Choosing the characteristics that make up a dimension is an important decision (Figure 6). Each dimension should be of approximately equal size and that the file size of each dimension should not make up more than 10 percent of the associated fact table. The dimensions must also support growth.

Figure 6
InfoCube dimensions are set up in the InfoCube creation screen
You should make every attempt to split up the most dynamic characteristics so they do not exist in the same dimension. This ensures that the system does not create too many entries in a dimension table.
Consider the following: Order data is loaded into BW with the dynamic characteristics customer and material. If these InfoObjects were to be placed together in the same dimension, it poses a problem for the system because a new dimension record would be created each time the combination of customer or material changed. This would make the dimension very large in relation to the fact table.
Tip!
Transaction code LISTSCHEMA can be used to show the different tables associated with an InfoCube, as shown below.
When one dimension grows very large in relation to the fact table, it makes it difficult for the database optimizer to choose an efficient path to the data, because the guideline of each dimension having less than 10 percent of the fact table’s records has been violated. This condition of having a large volume of data growth in a dimension is known as “degenerative dimension.”
The best way to fix a degenerative dimension is to move the offending characteristics to different dimensions. This can only be accomplished if no data is in the InfoCube. If data is present, however, a dump and reload is required. This underscores the point that the data modeling decisions need to be well thought out during the initial implementation to avoid a dump and reload of data.

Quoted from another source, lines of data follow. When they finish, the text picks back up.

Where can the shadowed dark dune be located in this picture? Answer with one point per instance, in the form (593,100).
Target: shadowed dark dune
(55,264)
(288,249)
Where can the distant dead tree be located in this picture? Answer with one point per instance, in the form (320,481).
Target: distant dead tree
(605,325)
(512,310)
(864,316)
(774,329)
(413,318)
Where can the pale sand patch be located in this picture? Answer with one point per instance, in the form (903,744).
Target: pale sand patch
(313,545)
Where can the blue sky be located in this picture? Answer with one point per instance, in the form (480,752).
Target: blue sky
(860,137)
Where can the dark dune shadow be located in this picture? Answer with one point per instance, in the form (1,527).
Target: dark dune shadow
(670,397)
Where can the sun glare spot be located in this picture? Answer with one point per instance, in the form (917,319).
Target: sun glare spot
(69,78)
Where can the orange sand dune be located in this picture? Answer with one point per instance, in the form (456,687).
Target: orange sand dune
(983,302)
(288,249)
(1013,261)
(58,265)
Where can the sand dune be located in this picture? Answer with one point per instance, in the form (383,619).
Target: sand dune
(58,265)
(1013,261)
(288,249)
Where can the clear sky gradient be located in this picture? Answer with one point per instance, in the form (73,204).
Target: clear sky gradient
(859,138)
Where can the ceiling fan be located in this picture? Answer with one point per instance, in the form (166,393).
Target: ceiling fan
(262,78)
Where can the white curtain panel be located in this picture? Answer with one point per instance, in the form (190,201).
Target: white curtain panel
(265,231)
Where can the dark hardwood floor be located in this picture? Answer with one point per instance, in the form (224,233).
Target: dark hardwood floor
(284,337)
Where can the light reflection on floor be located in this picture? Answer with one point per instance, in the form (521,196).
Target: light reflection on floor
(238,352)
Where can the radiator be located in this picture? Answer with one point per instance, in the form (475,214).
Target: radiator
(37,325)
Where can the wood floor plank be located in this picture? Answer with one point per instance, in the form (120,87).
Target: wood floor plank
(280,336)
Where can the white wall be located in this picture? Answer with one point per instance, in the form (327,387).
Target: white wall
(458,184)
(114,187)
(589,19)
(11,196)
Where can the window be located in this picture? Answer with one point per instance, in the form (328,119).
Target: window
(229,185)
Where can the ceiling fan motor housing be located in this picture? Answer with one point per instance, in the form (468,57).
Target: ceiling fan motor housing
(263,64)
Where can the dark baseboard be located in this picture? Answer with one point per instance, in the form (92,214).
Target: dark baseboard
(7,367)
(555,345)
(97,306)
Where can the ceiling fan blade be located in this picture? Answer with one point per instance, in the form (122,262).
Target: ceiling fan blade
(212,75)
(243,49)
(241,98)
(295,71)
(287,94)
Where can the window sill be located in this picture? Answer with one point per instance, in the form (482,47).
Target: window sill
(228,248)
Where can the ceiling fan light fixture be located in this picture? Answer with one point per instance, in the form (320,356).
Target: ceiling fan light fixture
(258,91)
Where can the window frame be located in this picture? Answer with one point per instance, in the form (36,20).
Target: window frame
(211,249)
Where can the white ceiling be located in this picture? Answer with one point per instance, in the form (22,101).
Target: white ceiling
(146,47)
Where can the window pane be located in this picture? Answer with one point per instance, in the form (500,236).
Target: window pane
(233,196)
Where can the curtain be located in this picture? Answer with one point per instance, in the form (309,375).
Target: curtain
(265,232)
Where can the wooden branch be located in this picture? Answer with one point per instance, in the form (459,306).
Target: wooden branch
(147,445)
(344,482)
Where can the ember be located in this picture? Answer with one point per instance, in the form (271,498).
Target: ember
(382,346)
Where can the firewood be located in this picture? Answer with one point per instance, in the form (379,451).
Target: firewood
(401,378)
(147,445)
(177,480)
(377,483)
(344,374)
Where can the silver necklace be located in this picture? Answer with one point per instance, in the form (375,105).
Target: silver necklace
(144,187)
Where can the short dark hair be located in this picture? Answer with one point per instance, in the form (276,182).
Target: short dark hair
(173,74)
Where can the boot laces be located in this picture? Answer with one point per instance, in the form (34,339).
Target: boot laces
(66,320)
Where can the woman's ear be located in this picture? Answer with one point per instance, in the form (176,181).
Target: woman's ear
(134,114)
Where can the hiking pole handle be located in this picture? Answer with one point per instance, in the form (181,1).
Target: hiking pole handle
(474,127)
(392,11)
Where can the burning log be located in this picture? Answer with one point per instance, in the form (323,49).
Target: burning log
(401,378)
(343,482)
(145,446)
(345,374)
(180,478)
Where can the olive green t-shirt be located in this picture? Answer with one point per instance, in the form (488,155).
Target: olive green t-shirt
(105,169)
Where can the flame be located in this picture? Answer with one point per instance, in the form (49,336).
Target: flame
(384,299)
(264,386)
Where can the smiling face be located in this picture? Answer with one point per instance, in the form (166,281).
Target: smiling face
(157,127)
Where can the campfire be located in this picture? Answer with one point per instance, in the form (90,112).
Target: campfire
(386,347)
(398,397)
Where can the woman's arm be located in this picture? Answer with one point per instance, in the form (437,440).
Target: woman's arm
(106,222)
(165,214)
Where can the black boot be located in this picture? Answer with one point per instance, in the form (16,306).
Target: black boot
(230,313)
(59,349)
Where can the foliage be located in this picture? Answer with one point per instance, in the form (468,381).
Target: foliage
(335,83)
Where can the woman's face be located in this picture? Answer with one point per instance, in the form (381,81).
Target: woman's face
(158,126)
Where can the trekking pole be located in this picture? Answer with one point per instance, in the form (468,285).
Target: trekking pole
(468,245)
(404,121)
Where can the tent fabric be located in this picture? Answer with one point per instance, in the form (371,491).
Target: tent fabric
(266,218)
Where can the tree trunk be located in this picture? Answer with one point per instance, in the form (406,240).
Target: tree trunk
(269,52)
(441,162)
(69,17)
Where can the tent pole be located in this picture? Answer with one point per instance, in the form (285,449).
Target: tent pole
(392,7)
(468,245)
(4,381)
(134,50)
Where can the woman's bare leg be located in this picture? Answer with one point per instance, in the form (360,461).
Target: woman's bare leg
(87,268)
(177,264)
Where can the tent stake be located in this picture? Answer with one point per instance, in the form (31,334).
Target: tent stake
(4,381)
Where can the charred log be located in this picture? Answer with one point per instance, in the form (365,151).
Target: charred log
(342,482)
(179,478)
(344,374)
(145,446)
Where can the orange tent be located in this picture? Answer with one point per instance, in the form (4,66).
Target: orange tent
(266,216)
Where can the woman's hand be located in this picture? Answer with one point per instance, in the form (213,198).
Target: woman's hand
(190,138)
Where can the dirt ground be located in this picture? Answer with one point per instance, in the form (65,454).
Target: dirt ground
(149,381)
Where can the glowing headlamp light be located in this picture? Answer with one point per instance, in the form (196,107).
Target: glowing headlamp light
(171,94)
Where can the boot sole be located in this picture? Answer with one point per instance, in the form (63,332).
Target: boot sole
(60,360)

Because it is far better to have many smaller dimensions than a few large dimensions, I suggest you identify the most dynamic characteristics and place them in separate dimensions. The current size of your dimensions can be monitored in relation to the fact table by running report SAP_INFOCUBE_DESIGNS in transaction SE38 for live InfoCubes (Figure 7). This shows the size of the fact table and its associated dimension tables. It also shows the ratio percentage of fact to dimension size.

Figure 7
Report SAP_INFOCUBE_DESIGNS
Note
Make sure that statistics are updated for the InfoCube prior to running SAP_INFOCUBE_DESIGNS in transaction code SE38. A dimension that is very large in relation to a fact table should be a red flag. Such issues usually manifest themselves as poor query or load performance.
As I mentioned earlier, BW data modeling is an ever-evolving process. As your business needs evolve and new evaluation methods are added, BW will be used differently. The data model should be constantly evaluated to see if changes can be made to better meet the needs of the users and to ensure the system is performing at its optimal level.